Restaurant Diaries is a weekly series featuring four people working in the industry. Each week you’ll hear from one of them: bartender turned brand ambassador Jenny Feldt, wine educator Kyla Peal, line cook Peter Steckler, and farmer Kristyn Leach. Here Leach explains what she does beyond running Namu Farm in Winters, California: seed saving. It’s a crucial part of the agricultural system but has been upended by the pandemic, climate change, and aging seed growers. Now Leach is thinking about what change can look like for farmers, seed growers, and seed companies. Read Leach’s previous diary entries here.
Seed Stewards, my CSA partnership with five other small BIPOC farmers on the West Coast, came out of the seed production I do for Kitazawa Seed Co., a seed company that’s mostly focused on breeding Asian crops with better drought and heat resistance. So many of the foods we enjoy and venerate as cultural touchstones are vulnerable at this time. If we don’t have seeds or our seeds aren’t adapted to survive in our climates, the crops can’t exist.
Last year was record-breaking across the board for small regional seed companies. More people than ever wanted to get into growing their own food. It was great from a profit standpoint for these companies, but some people were buying too much out of fear of food insecurity, and it cleared everybody out. The demand was so great that it threw off inventory—and a sense of being able to accurately forecast. Some companies seemingly ended up with no seed to sell this year.
Beyond seed shortages, a lot of seed companies are struggling to fulfill orders. They’re shutting down for several weeks at a time just to catch up. This hurts small-scale farmers who prioritize buying seeds from smaller entities. If the capacity is blown out, farmers have less latitude to forego planting something one season or plant later in the season.
On top of that, some seed growers aren’t continuing to sell seeds to companies. This is why we’ve got a new seed contract at Namu Farm. We’re helping replenish stock seed for a company in Maine because a lot of their growers are stopping due to climate conditions and age. It’s been an interesting opportunity to go beyond my work for Kitazawa Seed Co. and my own seed project with them, Second Generation Seeds. It’s made me realize that small farmers need to figure out how we can bulk up all of our resources so we can create decentralized seed systems.
That’s why we created Seed Stewards to also operate as a small fellowship where Second Generation Seeds can support BIPOC farmers who mainly grow food for markets and don’t do much seed saving. The families participating in our CSA get delicious, culturally relevant produce, and the farmers in the fellowship can receive technical assistance and support from Second Generation to help structure seed growing on their farms. For example, Second Generation can share good farming practices with these farmers if they want to instill more heat and drought tolerance into their favorite summer squash variety. We collectively pick the crops for the CSA by asking each farmer: What’s a crop you really love, one that you’d feel heartbroken if the varieties you care about weren’t available? The goal is to preserve these culturally significant crops for the future and also help farmers build skills in seed saving. This way we start seeing more BIPOC representation in commercial seed growers, because a lot of seed contracts don’t go to them.
The type of agriculture that is the cornerstone of our food system as a whole is mostly focused on the logic of industrialization. It's highly centralized and highly consolidated—most of the farmland in the U.S. is held by very few entities which curate what crops are grown. Biodiversity is being winnowed out of our corporate food structure because it’s not efficient to scale. Food has been made into a trade commodity.
My farm is situated in the context of big agriculture, and the most terrifying thing isn't that we've received alarmingly little rain—it's that people's responses are so varied and the prevailing sentiment seems to be a race to the bottom. What kind of subsidies and policies could be enacted to manage our resources, instead of continuing to pump water and installing expensive, impactful water treatment filtration systems so big farms can hit numbers for what they’re contracted to grow? Those economic pressures mean farmers are making terrible long term decisions that affect our landscape.

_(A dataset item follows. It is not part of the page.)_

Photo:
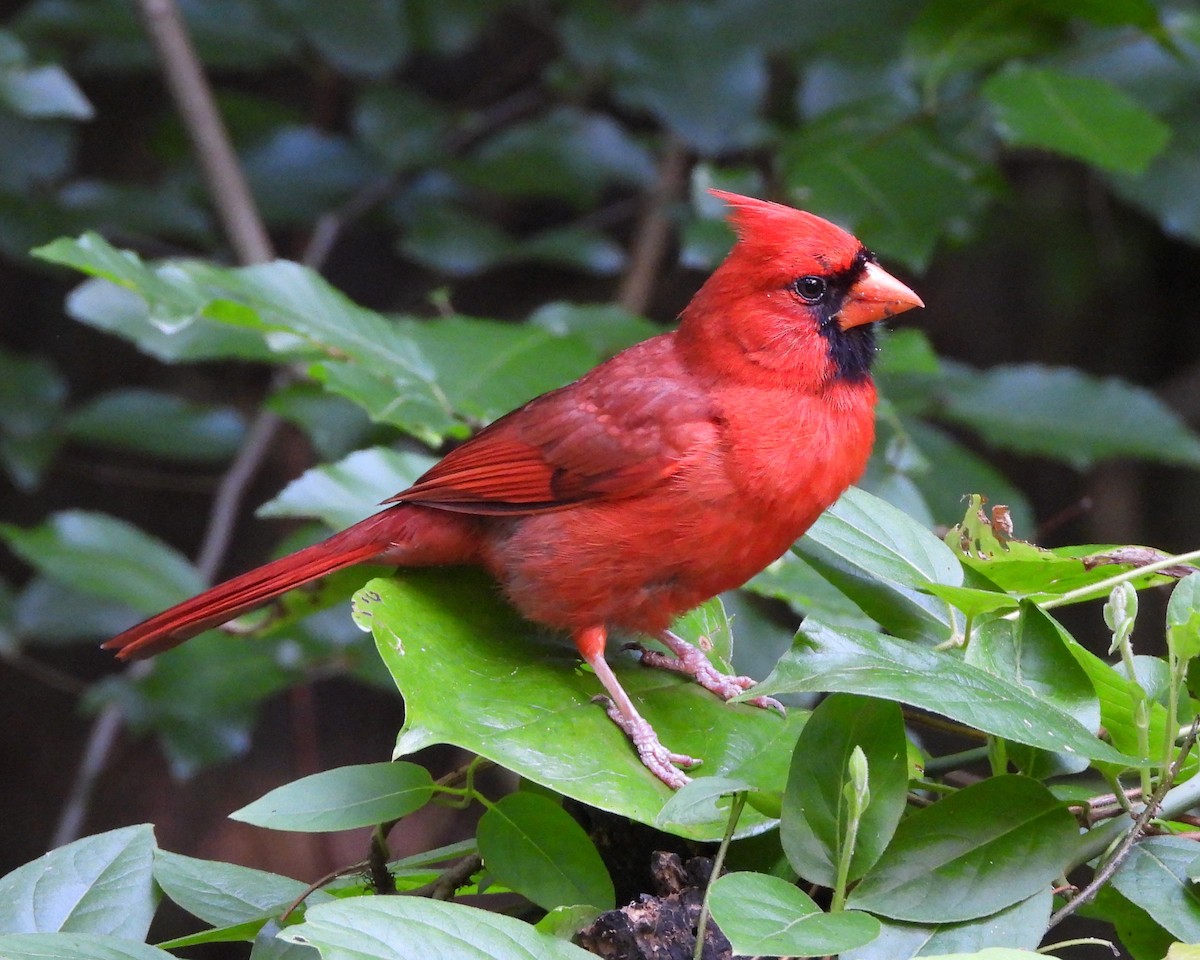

Earl Butz, President Richard Nixon’s U.S. secretary of agriculture, is famous for saying, “Get big or get out.” It’s the definitive statement of that industrialized American, Western agriculture paradigm. Another farmer told me we should actually be saying, “Get big, get out, or get weird.” So at Namu Farm, we’re trying to get weird through being more collaborative.
Being a farmer, I feel like the matriarch of this ecosystem and worry about how everything will survive. It’s humbling to be reminded of my place by looking back on previous seasons. When 50 percent of our Korean melons got decimated by a soil pest last year, it felt devastating. But by August, the 50 percent that survived had spread out, and the gaps in the field were less noticeable. You care for these things and watch them die, but whatever is left is learning and adapting. From a seed-saving perspective, that’s the kernel of hope we hold onto. If just five seedlings survive and we prioritize saving those seeds, that might mean 15 survive next year and 50 the following year.